To show off some of your skills, you can join a recreational swim team, so you can swim in meets. To start off, you can swim in regular recreational meets. Recreational meets are meets where you improve your times, and compete against others individually. These meets also help you to advance to the next level of swimming.
The next level of recreational swimming is zones. When you qualify for zones, you either get a certain time, or you placed in the top two in your event in your county. Zones is a meet where the people come from your zone (example: Eastern Coast) to compete. You compete against others from different counties as a team, and individually.

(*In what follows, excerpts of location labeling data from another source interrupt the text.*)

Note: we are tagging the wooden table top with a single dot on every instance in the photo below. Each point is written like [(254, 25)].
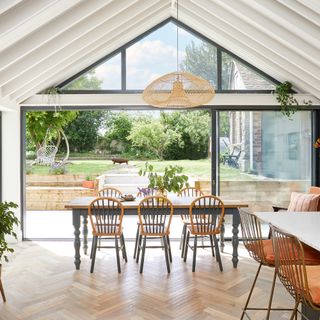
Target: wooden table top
[(178, 202), (304, 225)]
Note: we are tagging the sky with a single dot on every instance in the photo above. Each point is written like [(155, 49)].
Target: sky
[(148, 59)]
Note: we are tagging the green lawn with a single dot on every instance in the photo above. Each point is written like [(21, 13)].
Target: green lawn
[(200, 168)]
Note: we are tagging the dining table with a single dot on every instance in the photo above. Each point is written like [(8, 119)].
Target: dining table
[(303, 225), (79, 207)]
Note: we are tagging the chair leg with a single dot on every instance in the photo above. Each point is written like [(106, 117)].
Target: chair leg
[(212, 245), (295, 311), (183, 236), (143, 253), (169, 248), (139, 248), (2, 292), (250, 293), (136, 243), (218, 257), (123, 245), (194, 260), (271, 294), (94, 251), (117, 253), (166, 252)]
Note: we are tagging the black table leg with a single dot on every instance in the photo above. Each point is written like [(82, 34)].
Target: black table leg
[(235, 238), (85, 233), (222, 236), (77, 242)]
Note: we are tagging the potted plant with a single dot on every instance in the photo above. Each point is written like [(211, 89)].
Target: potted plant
[(172, 180), (7, 222), (88, 183)]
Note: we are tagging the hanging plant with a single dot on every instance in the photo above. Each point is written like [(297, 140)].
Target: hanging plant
[(53, 95), (289, 105)]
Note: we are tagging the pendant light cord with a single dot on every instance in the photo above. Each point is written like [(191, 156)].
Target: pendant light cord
[(177, 2)]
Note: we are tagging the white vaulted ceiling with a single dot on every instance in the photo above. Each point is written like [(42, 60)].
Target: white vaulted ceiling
[(43, 42)]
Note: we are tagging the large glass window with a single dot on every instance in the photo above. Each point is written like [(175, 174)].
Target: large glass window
[(264, 156), (106, 76), (156, 54), (237, 76)]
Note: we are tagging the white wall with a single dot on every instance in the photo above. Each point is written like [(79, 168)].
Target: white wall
[(11, 158)]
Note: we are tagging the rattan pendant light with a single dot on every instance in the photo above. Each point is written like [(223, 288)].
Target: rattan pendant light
[(178, 89)]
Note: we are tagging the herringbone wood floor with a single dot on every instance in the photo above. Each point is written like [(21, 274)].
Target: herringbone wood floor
[(41, 283)]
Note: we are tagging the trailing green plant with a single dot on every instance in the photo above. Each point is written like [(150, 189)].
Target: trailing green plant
[(58, 170), (172, 180), (289, 105), (7, 222)]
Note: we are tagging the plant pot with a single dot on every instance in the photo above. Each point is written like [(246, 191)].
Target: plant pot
[(1, 287), (88, 184)]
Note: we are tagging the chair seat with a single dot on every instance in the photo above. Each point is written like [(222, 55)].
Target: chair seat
[(109, 230), (313, 275), (202, 230), (311, 256)]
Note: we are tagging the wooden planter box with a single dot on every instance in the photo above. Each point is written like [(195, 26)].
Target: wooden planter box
[(88, 184)]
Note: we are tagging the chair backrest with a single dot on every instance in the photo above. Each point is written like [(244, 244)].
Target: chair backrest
[(290, 264), (252, 235), (206, 215), (190, 192), (110, 192), (144, 192), (155, 215), (106, 216)]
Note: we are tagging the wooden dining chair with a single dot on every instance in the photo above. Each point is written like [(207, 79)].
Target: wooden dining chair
[(301, 280), (187, 192), (106, 216), (110, 192), (151, 192), (206, 215), (155, 215), (261, 250)]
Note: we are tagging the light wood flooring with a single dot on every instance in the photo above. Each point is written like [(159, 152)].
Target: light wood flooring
[(41, 283)]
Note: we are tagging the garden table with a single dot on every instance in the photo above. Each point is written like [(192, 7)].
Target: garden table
[(79, 207)]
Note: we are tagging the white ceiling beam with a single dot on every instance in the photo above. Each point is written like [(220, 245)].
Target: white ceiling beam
[(222, 99), (37, 21), (302, 10), (6, 5), (290, 20), (80, 34), (253, 39), (96, 37), (243, 11), (74, 64), (314, 5), (245, 48), (244, 31), (49, 32), (24, 11)]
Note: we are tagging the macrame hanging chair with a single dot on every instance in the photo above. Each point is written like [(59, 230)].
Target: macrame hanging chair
[(46, 154)]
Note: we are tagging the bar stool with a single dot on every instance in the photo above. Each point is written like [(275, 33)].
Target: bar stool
[(302, 281)]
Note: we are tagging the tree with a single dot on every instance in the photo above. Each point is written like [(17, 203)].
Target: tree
[(151, 135), (193, 127), (83, 131), (87, 81), (119, 125)]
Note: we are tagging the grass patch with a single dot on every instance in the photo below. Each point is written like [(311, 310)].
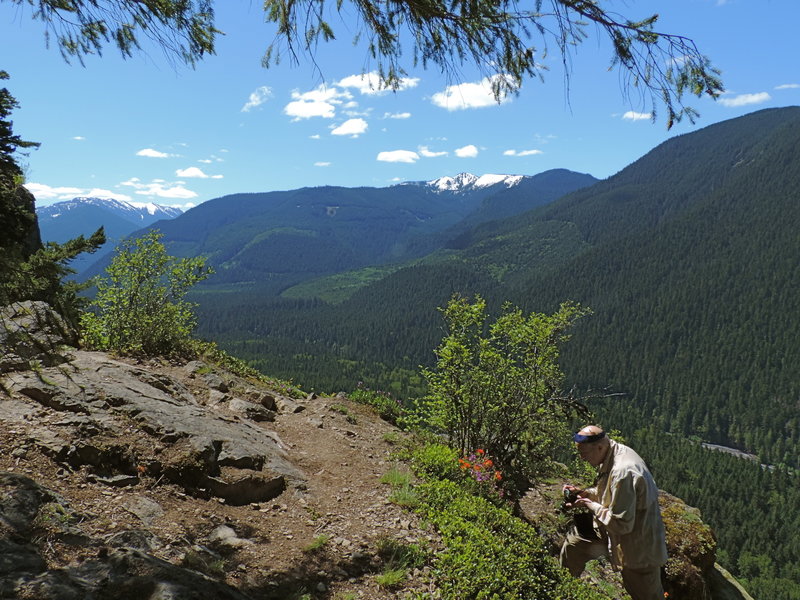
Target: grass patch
[(405, 496), (391, 578), (396, 477), (343, 410), (318, 543)]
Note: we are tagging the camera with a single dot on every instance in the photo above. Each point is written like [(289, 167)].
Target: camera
[(570, 496)]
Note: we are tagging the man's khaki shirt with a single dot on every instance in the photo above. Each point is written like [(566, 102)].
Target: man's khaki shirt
[(625, 505)]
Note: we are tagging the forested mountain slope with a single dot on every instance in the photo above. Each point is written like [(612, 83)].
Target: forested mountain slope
[(270, 241), (690, 260)]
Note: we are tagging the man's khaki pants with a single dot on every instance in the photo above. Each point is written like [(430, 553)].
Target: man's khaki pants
[(641, 584)]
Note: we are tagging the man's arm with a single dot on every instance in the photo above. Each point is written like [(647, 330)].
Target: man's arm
[(620, 516)]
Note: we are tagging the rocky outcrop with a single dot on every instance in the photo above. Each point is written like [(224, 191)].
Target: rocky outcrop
[(31, 334), (172, 431), (29, 511)]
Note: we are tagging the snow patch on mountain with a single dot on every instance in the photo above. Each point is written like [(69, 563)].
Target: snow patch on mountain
[(467, 182), (132, 211)]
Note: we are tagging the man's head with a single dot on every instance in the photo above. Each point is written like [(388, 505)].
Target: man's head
[(592, 444)]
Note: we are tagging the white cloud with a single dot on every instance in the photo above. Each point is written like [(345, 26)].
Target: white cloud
[(468, 95), (160, 189), (150, 153), (634, 116), (521, 152), (45, 192), (195, 173), (257, 98), (469, 151), (745, 99), (320, 102), (351, 127), (370, 83), (427, 153), (406, 156)]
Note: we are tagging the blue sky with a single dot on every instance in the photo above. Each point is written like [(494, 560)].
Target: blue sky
[(146, 130)]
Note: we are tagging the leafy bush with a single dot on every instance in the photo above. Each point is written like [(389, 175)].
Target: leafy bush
[(490, 553), (501, 391), (140, 304), (436, 461)]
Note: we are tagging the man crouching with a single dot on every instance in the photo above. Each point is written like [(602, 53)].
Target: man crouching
[(627, 520)]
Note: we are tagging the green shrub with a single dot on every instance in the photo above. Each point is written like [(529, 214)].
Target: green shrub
[(489, 552), (436, 461), (391, 578), (497, 386), (140, 304)]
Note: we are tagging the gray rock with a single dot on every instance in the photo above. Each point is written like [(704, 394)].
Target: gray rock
[(245, 487), (224, 540), (32, 331), (148, 511), (118, 480), (254, 412), (140, 539), (114, 395), (215, 382), (287, 405)]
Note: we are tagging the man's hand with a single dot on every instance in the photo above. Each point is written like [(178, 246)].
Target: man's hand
[(572, 495)]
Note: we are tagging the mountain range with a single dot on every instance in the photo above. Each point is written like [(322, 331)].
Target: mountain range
[(63, 221), (83, 215), (271, 241), (689, 259)]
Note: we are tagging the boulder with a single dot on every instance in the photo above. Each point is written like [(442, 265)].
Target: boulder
[(32, 332)]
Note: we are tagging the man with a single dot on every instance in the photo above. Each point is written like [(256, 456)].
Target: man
[(627, 520)]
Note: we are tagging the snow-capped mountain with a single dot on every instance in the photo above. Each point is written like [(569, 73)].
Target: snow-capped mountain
[(467, 182), (66, 220), (140, 214)]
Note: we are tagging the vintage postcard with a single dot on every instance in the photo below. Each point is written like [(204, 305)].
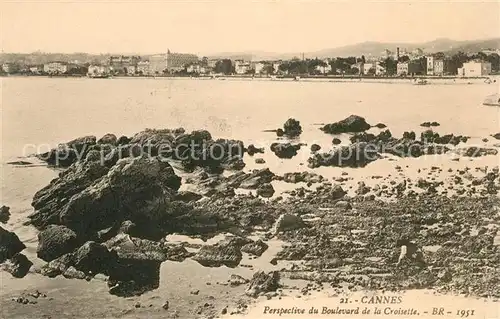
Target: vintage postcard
[(250, 159)]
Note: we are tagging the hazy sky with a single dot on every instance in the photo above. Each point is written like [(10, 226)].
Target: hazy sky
[(235, 25)]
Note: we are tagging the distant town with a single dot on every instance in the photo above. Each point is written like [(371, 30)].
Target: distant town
[(395, 63)]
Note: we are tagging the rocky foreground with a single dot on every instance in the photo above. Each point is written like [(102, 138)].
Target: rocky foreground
[(110, 210)]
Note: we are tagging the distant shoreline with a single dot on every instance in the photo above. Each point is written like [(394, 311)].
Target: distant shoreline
[(327, 78)]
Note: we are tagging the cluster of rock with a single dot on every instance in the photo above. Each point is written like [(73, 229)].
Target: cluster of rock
[(192, 149), (367, 147), (429, 124), (351, 124), (11, 258), (285, 150), (4, 214), (291, 129)]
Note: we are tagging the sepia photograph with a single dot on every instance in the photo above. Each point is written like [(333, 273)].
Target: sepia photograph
[(249, 159)]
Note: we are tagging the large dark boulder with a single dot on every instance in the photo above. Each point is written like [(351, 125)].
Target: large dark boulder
[(94, 258), (68, 153), (9, 245), (250, 180), (137, 269), (226, 252), (18, 265), (86, 199), (90, 259), (108, 139), (352, 124), (292, 128), (4, 214), (285, 150), (256, 248), (138, 189), (55, 241), (49, 201), (252, 149), (265, 190), (262, 283), (354, 155)]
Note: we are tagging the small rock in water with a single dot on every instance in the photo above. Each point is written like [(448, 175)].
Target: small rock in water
[(165, 305), (315, 148), (4, 214), (237, 280), (20, 163)]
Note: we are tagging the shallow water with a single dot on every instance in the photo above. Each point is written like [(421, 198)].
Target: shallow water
[(40, 112)]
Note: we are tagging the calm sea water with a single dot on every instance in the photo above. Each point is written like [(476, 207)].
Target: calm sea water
[(37, 112)]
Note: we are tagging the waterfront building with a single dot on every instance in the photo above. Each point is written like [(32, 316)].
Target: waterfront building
[(123, 60), (475, 69), (10, 67), (123, 64), (259, 67), (196, 68), (402, 68), (415, 67), (36, 69), (55, 67), (142, 68), (177, 61), (379, 69), (430, 65), (212, 63), (131, 69), (325, 69), (369, 68), (276, 67), (157, 64), (438, 67), (98, 70), (242, 67), (170, 62)]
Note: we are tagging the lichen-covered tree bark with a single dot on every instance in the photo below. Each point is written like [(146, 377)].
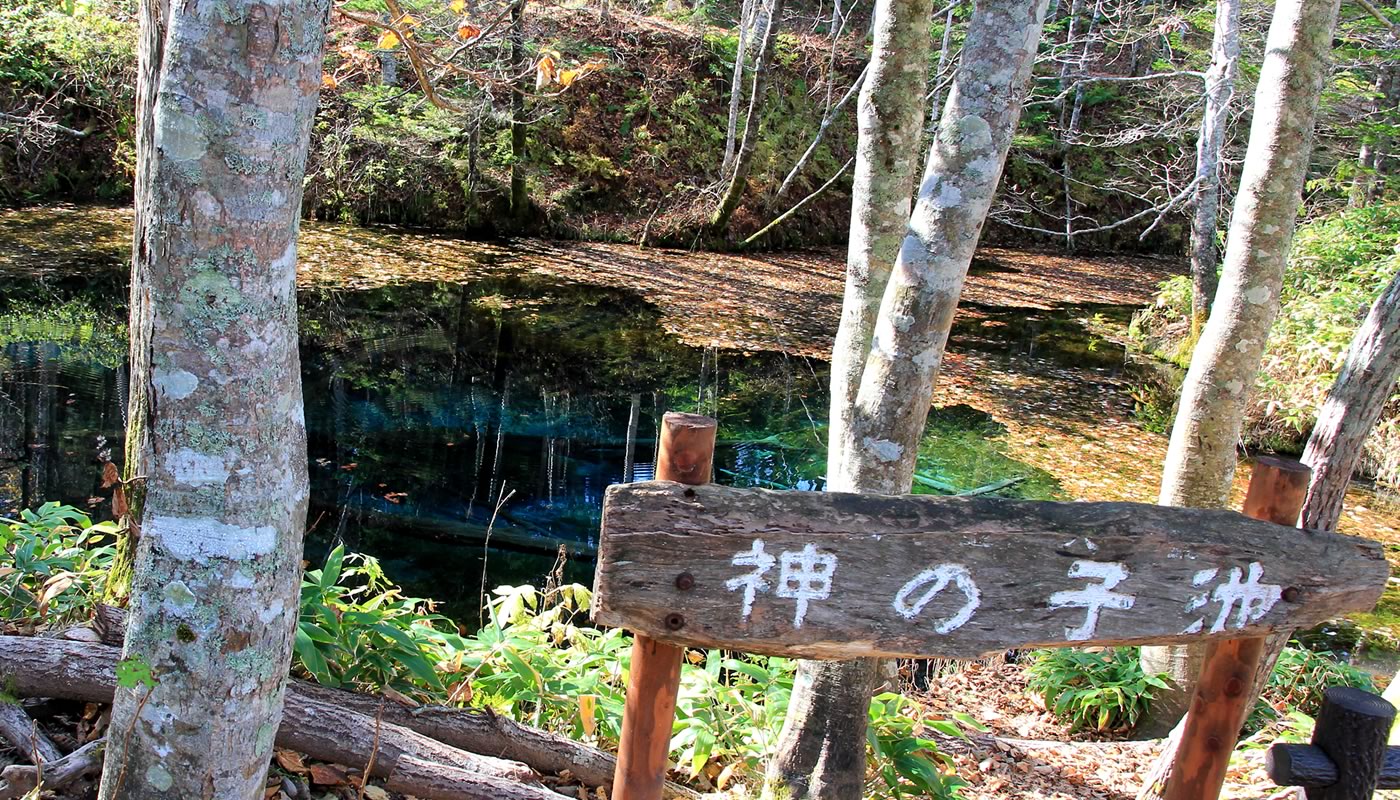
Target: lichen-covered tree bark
[(886, 163), (520, 195), (1220, 90), (1200, 458), (888, 357), (738, 177), (214, 359), (1353, 407)]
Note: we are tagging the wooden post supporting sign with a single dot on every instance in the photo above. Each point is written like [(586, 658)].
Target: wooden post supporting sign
[(685, 456), (1225, 691), (829, 575)]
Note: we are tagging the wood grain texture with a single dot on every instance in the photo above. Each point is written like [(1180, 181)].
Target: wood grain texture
[(1306, 765), (1213, 725), (1018, 555)]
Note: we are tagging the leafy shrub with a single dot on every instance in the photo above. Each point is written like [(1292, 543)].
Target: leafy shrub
[(1102, 690), (536, 661), (357, 629), (1298, 683), (906, 762), (52, 565), (1337, 268)]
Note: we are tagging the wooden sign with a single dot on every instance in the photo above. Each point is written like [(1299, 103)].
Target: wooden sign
[(839, 576)]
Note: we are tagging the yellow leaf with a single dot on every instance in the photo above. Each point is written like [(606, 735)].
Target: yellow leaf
[(543, 72), (587, 705)]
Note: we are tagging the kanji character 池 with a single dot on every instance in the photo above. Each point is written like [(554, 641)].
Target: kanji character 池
[(1250, 600)]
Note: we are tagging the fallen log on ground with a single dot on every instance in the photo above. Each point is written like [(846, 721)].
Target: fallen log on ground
[(17, 729), (408, 761), (18, 779), (473, 730), (478, 730)]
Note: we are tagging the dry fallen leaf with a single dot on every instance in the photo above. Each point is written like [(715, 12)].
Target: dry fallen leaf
[(290, 760)]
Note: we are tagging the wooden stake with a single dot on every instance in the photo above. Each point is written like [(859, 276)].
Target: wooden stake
[(1224, 694), (685, 454)]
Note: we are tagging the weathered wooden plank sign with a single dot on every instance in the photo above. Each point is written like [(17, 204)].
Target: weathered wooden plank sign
[(836, 576)]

The next step to success is sectionals. If you get a certain time that's good enough to compete in this meet, you get to swim against people from your zone again. Except, this meet is faster, and you represent yourself.
The next step after sectionals is junior nationals and then nationals. These two meets are very fast, and the people come from all over the country. Very few people make it to these two levels, because you have to be a very fast swimmer. The last step is the Olympic Trials. This is where the fastest swimmers from all over the world compete, and it's the highest level in swimming.
There's also other meets you can swim if you don't want to swim recreation. You can start out by swimming for middle school. Swimming for middle school is a whole different subject, because you swim as a team, and you are representing your school.  This is also true for high school swimming, too.  When you swim for a high school team, you can get a certain time for a certain meet higher than high school swimming called W.I.P.I.A.L.S. This is a meet where some other high school teams participate too. After W.I.P.I.A.L.S., you can make States, which is the highest meet to make in this type of swimming. It's the same as W.I.P.I.A.L.S., except faster. 
Finally, there's levels to swimming. Certain times can take you to certain levels. These certain levels can tell you which meets you can qualify for, and which ones you can't. It basically tells you how good of a swimmer you are. The lowest level is a "B" time. Next is "BB", then "A", "AA", "AAA", and "AAAA" time, which is the highest time you can get.